O samba-canção “Ronda”, sua composição mais conhecida, é datada de 1945. Inezita Barroso a gravou, por falta de opção, no lado B do compacto “Marvada Pinga” em 1953. A princípio, a música ficou restrita ao universo boêmio de São Paulo frequentado por Vanzolini. Só passou a ser, gradativamente, conhecida do grande público no final dos anos 60, quando foi regravada por vários artistas da MPB. A consagração definitiva veio em 1977, com o registro da cantora paulistana, Márcia.

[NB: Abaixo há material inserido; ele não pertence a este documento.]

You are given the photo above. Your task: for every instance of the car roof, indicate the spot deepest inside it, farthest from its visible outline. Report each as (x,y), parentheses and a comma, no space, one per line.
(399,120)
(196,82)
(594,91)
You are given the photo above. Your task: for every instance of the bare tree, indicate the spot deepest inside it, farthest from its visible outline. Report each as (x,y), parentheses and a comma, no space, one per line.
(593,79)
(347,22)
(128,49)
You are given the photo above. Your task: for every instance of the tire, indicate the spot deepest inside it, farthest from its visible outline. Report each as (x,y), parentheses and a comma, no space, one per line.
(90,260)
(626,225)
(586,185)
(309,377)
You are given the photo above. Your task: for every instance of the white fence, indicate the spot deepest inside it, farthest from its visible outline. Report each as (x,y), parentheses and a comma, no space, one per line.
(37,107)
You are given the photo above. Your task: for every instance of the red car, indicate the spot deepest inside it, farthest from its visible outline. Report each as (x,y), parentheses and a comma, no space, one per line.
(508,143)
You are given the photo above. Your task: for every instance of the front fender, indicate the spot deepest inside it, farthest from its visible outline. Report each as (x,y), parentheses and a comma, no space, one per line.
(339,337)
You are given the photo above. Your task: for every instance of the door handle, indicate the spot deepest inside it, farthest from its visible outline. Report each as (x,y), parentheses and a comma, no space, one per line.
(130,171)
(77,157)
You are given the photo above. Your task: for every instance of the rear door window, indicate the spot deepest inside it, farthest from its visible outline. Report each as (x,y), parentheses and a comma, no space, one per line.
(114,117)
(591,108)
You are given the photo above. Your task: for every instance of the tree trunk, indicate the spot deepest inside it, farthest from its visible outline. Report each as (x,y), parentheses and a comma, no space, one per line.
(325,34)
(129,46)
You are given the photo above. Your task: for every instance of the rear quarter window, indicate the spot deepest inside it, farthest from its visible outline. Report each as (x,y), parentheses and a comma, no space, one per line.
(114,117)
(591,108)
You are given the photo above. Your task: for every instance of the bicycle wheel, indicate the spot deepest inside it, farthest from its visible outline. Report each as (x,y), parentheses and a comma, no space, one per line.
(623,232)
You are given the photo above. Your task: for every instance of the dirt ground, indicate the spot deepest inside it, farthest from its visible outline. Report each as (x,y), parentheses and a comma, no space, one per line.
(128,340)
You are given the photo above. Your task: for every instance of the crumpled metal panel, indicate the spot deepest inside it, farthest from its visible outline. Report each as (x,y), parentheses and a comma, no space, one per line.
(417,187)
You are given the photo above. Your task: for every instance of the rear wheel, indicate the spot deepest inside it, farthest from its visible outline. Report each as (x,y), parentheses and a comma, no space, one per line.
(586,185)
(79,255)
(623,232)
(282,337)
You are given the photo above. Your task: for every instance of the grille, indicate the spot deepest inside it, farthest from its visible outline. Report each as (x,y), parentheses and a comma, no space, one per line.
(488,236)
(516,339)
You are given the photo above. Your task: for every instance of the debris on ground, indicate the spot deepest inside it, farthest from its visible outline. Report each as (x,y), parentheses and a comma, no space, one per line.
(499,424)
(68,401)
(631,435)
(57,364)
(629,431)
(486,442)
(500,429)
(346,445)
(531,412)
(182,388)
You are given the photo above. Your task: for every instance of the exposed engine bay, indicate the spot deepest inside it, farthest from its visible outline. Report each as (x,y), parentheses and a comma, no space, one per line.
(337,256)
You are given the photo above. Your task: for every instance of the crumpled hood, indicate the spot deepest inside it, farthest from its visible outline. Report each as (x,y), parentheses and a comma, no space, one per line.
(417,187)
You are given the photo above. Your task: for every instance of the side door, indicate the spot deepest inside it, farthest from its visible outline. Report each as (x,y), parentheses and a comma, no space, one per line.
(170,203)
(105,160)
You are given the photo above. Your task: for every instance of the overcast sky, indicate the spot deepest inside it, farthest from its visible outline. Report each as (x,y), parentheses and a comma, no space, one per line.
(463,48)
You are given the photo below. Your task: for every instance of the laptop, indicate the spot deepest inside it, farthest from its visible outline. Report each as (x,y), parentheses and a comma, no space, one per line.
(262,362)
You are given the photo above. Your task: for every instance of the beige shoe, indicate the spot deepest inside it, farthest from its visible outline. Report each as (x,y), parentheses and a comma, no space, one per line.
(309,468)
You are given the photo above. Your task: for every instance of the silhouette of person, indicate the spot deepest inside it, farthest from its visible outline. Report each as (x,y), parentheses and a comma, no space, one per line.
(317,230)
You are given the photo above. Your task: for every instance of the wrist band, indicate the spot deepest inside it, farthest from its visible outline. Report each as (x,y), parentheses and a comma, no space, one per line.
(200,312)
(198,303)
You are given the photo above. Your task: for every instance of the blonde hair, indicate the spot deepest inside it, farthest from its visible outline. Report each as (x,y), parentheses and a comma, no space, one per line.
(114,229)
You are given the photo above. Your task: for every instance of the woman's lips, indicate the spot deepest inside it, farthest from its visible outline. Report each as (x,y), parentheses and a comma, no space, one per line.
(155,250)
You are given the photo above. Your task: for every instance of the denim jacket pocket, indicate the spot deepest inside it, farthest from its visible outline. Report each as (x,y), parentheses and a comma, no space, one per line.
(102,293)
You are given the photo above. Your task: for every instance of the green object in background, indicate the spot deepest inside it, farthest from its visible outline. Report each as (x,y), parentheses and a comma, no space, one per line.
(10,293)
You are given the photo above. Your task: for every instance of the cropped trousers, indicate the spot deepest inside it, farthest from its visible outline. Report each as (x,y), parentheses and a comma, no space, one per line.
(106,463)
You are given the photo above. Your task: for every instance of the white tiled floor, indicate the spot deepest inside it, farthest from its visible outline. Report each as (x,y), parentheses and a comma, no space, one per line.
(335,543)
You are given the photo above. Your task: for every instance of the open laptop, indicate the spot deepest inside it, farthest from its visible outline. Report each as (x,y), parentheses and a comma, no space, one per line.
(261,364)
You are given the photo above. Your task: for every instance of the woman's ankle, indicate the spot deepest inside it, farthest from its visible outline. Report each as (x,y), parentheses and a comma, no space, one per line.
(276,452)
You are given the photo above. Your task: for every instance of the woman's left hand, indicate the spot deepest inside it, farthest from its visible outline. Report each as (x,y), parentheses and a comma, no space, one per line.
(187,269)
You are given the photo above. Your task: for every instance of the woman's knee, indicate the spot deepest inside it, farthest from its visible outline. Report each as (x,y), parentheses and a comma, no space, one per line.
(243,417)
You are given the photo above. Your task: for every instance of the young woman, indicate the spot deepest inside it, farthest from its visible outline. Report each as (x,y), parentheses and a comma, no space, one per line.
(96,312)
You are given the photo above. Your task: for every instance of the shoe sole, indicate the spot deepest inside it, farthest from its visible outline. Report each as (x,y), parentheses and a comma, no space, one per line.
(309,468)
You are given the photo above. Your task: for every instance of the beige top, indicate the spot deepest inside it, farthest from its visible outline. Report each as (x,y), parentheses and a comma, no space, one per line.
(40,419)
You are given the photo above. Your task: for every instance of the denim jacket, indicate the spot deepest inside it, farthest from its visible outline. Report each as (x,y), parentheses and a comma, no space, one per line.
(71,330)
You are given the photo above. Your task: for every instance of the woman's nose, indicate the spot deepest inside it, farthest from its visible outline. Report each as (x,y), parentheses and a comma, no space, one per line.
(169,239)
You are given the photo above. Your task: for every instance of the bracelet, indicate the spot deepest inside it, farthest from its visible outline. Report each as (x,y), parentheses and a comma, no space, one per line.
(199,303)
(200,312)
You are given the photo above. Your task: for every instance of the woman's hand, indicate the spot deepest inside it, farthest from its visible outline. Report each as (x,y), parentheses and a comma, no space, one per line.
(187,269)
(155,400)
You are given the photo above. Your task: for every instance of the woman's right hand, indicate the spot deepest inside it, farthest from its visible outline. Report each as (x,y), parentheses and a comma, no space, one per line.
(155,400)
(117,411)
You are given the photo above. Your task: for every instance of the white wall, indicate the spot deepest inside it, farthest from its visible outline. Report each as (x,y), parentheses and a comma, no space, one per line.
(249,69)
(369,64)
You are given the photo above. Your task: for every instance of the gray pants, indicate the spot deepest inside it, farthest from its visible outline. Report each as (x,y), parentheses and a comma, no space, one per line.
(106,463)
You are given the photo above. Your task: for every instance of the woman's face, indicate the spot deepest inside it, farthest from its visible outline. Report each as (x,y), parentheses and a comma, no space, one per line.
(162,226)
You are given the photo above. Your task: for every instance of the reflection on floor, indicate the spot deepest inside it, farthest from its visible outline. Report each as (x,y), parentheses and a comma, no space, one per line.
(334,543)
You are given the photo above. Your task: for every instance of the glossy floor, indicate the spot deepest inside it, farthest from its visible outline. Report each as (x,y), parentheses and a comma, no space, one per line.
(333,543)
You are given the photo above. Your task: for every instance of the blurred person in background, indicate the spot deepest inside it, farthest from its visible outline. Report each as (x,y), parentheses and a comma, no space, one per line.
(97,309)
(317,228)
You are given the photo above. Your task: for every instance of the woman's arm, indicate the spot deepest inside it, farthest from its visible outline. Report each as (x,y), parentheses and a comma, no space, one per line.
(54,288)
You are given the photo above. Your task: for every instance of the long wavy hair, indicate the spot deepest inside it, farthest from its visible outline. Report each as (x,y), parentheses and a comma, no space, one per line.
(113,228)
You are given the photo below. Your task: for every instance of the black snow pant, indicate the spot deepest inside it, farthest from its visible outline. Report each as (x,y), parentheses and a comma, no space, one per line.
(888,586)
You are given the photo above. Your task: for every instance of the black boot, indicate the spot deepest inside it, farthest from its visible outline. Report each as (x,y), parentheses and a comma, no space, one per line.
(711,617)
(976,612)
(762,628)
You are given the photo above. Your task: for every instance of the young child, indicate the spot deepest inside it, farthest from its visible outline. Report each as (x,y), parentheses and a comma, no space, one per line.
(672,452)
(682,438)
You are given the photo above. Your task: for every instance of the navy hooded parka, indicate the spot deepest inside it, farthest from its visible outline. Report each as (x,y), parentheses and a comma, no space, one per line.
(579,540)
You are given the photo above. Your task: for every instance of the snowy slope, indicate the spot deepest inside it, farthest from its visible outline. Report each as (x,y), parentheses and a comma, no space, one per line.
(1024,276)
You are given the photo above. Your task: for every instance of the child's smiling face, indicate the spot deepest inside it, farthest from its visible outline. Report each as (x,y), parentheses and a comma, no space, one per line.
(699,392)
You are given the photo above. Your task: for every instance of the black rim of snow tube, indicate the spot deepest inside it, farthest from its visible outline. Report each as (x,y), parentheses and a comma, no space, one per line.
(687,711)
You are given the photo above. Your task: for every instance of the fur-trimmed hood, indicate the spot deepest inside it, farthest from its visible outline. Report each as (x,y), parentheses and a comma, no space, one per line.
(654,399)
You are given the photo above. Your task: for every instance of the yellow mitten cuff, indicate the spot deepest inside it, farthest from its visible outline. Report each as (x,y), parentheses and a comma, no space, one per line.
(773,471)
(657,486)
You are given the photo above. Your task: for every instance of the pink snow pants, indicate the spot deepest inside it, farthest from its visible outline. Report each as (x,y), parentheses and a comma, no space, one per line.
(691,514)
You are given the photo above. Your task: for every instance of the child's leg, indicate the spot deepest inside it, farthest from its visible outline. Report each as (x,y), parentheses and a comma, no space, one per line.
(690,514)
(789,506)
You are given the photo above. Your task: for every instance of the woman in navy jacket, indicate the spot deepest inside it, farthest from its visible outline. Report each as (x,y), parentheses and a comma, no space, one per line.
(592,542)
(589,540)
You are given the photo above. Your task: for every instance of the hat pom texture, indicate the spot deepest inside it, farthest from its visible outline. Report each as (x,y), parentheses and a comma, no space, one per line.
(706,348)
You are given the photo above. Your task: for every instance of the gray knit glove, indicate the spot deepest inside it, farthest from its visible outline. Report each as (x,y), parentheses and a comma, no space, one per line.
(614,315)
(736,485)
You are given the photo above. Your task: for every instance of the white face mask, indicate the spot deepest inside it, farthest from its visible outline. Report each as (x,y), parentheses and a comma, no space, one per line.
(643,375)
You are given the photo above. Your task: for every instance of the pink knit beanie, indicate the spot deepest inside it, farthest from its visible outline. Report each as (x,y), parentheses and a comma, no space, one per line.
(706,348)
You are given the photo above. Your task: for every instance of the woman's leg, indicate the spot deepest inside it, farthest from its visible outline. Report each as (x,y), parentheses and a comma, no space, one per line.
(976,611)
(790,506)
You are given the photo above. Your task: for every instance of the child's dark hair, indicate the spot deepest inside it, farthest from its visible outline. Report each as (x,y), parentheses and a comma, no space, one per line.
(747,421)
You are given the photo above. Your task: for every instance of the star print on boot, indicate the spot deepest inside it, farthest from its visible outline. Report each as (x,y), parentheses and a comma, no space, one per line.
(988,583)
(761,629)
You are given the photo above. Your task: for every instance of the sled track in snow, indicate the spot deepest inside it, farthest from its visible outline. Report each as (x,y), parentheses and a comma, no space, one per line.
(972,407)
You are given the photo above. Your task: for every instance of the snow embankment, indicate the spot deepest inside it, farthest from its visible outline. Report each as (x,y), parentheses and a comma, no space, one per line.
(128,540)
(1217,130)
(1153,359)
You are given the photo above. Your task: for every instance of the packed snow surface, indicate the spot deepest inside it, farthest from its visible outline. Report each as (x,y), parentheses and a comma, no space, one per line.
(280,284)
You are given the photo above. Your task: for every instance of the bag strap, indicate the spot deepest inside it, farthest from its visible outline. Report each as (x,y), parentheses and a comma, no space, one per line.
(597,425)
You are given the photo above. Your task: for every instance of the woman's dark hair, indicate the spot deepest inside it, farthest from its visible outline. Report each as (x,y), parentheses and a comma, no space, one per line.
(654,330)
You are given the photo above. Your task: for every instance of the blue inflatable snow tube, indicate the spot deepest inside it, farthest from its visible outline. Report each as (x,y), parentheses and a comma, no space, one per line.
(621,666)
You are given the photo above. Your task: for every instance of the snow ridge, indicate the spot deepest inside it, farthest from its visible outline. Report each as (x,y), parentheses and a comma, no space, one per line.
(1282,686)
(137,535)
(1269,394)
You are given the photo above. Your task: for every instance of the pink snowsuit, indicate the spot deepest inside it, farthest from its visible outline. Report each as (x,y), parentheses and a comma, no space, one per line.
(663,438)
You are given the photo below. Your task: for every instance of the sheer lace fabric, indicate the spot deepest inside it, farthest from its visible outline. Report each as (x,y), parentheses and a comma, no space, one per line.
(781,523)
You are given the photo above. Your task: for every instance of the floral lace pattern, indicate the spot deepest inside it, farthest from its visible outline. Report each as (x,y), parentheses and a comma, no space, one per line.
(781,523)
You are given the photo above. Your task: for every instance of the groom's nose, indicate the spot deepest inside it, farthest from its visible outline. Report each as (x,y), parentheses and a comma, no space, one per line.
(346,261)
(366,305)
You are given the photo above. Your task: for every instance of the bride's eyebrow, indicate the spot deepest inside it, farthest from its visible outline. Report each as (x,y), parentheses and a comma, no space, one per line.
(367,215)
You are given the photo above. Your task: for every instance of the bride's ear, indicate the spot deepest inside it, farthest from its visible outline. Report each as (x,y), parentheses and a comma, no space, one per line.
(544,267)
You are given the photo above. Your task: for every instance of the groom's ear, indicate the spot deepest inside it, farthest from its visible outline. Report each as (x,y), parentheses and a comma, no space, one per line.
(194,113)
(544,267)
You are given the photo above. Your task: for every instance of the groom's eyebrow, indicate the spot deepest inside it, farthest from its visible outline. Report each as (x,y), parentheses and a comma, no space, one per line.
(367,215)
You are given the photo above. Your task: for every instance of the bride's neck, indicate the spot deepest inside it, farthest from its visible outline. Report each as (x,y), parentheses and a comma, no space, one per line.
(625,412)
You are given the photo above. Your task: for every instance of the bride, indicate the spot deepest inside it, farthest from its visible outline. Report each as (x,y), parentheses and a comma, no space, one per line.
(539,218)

A canção narra a busca de uma mulher ciumenta por seu homem em uma jornada noturna diária pelos bares do centro de São Paulo. O que parece ser apenas uma busca do amor perdido passa por uma reviravolta ao final da música, quando descobrimos que ela procurava seu amante para matá-lo:
E nesse dia então
Vai dar na primeira edição
Cena de sangue num bar da
Avenida São João.
Para o baiano Caetano Veloso, a cidade de São Paulo é um misto de encantamento e estranhamento, e ele relata esse seu sentimento dúbio em seu samba-canção “Sampa”, gravado em 1978. O intuito de Caetano era fazer uma homenagem à cidade onde ele morou — junto a outros tropicalistas, até dezembro de 1968, quando foi preso pela ditadura e obrigado a se exilar em Londres — e homenagear a música “Ronda” de Paulo Vanzolini. É possível ver a semelhança melódica entre as duas canções. E isso fica claro logo no início da música de Caetano:
Alguma coisa acontece
no meu coração
Que só cruza a Ipiranga
e a Avenida São João.
A partir desses versos iniciais, Caetano desenvolve uma lista que poderia ser “o melhor e o pior de São Paulo” na sua visão. Nesse processo, ele cita outros artistas ligados à cidade: Rita Lee, os Mutantes, Haroldo e Augusto de Campos, José Celso Martinez e os Novos Baianos.
Apesar da homenagem declarada por Caetano, Paulo Vanzolini não ficou muito satisfeito com “Sampa” e chegou a afirmar que a quantidade de compassos que o baiano “copiou” já configurava plágio. A bronca de Vanzolini se estendeu à irmã de Caetano, Maria Bethânia, que também havia gravado uma versão de sua “Ronda” em 1978. Versão esta que o paulistano disse ter detestado. Apesar das ameaças, talvez fosse só pilhéria, Paulo Vanzolini nunca chegou a processar Caetano Veloso pelo suposto plágio, porque considerava sua composição, “Ronda”, uma obra “menor”. Sorte nossa, pois assim temos duas obras-primas do cancioneiro nacional com a cidade de São Paulo como tema.
Não há registro de que Paulo Vanzolini, falecido em 2013, e Caetano Veloso tenham chegado a se encontrar na esquina das Avenidas Ipiranga e São João. Seria bom pensar que os dois se abraçaram e se sentaram para papear em algum bar da região.